Raquel’s soft snores from across the room brought an unexpected smile from me. There were a thousand reasons for me to go through with the plan, and that also included Gabe, Luke, and Raquel. If I did this, it ensured their
safety.
Even if I didn’t kill her, the demon would be satisfied with having me, and retreat back to its home in the Black Hills where it had survived for hundreds of years. No more innocent humans will be killed because of me. The Nephilim hadn’t been able to kill the goddess for so long. There was no reason to think they could do it now.
So, it was all up to me.
Sliding out of bed and padding across the floor, I pulled on some clothes and a pair of boots. It was super early in the morning. Too early for my guard to be on alert. I could get into the woods before anyone even realized I was gone.
Buried deep in my armoire was the silver dagger I’d stolen from the weapons storage last night. It was a match in every way to Gabe’s dagger, which I’d taken from him the day I helped him in the forest. I didn’t dare take any of the other weapons. My skills weren’t that advanced yet and the more I stole, the more likely I’d get caught. I stuffed the single dagger in my back pocket and prayed that it would be enough. One stab to the heart, and the goddess would be no more.
Sure enough, no one stopped me at the edge of the lawn. I wasn’t sure where I would meet the goddess, but my feet carried me forward like they knew instinctively where to go. There was a thread that pulled at my insides, a feeling that I’d had all my life, but never realized until now. The Hell Gate was where the demon would find me. That’s where we’d end this thing.

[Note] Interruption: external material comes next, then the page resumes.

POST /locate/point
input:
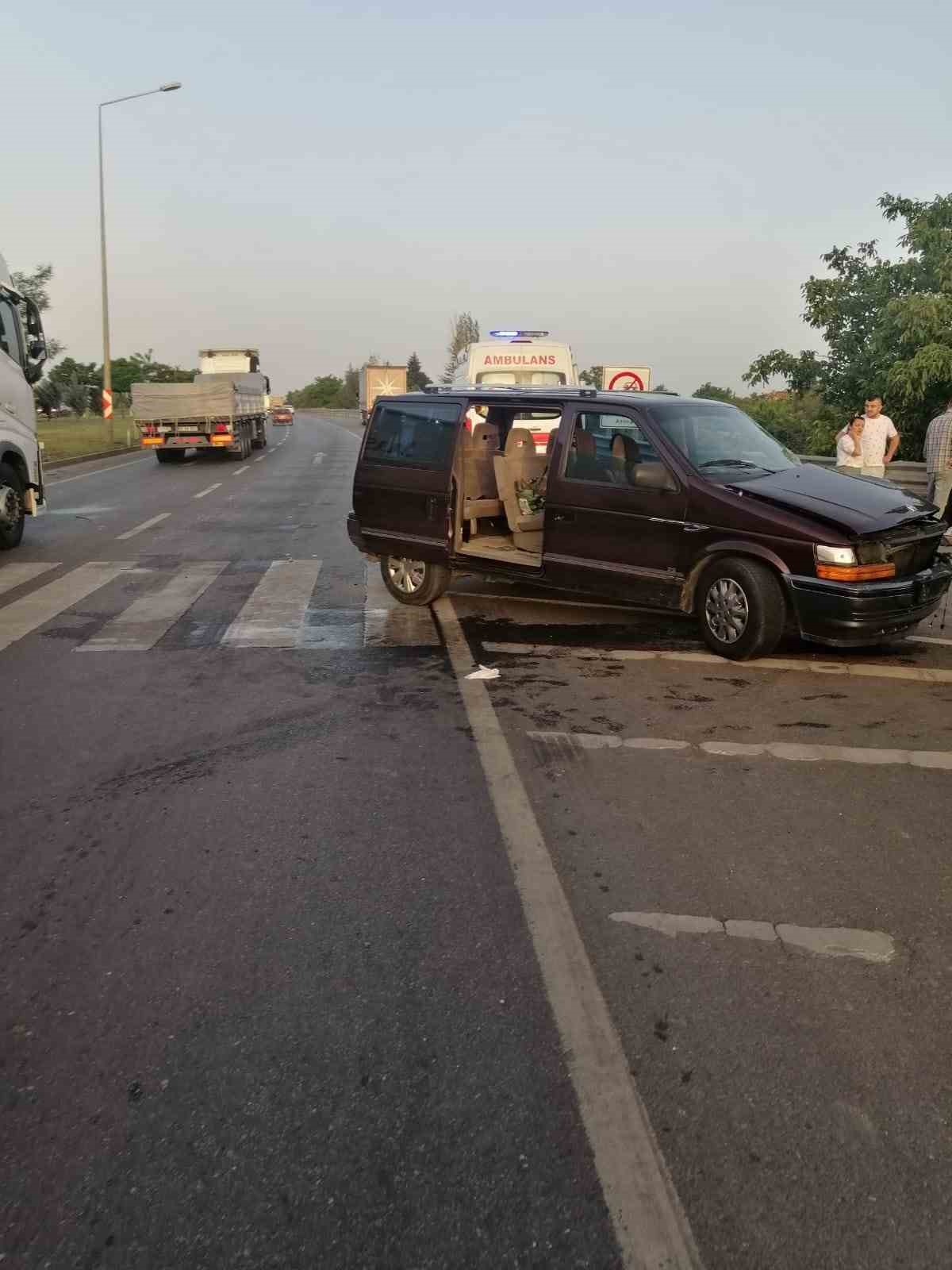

As I walked through the thick ponderosa pine, I saw movement out of the corner of my eyes. The deceivers were watching me, tracking my every move. They flitted between trees with unimaginable speed, never pausing long enough for me to get a good look at them. They didn’t bother me as I trekked further into the forest.
It seemed like only seconds later and I was nearing my destination. The forest floor had become rockier and the trees sparse. Stepping past a large boulder, I feasted my eyes on what I knew was the Hell Gate. A gaping hole in the Earth’s crust sat before me. Rock and dirt made up the walls of the hole and descended at least twenty feet before leading to a dark cave. Light didn’t dare enter its yawning darkness. It was a carnivorous black mouth full of stalactite teeth that led to hell. Evil emanated from the dark like stink from a rotten corpse.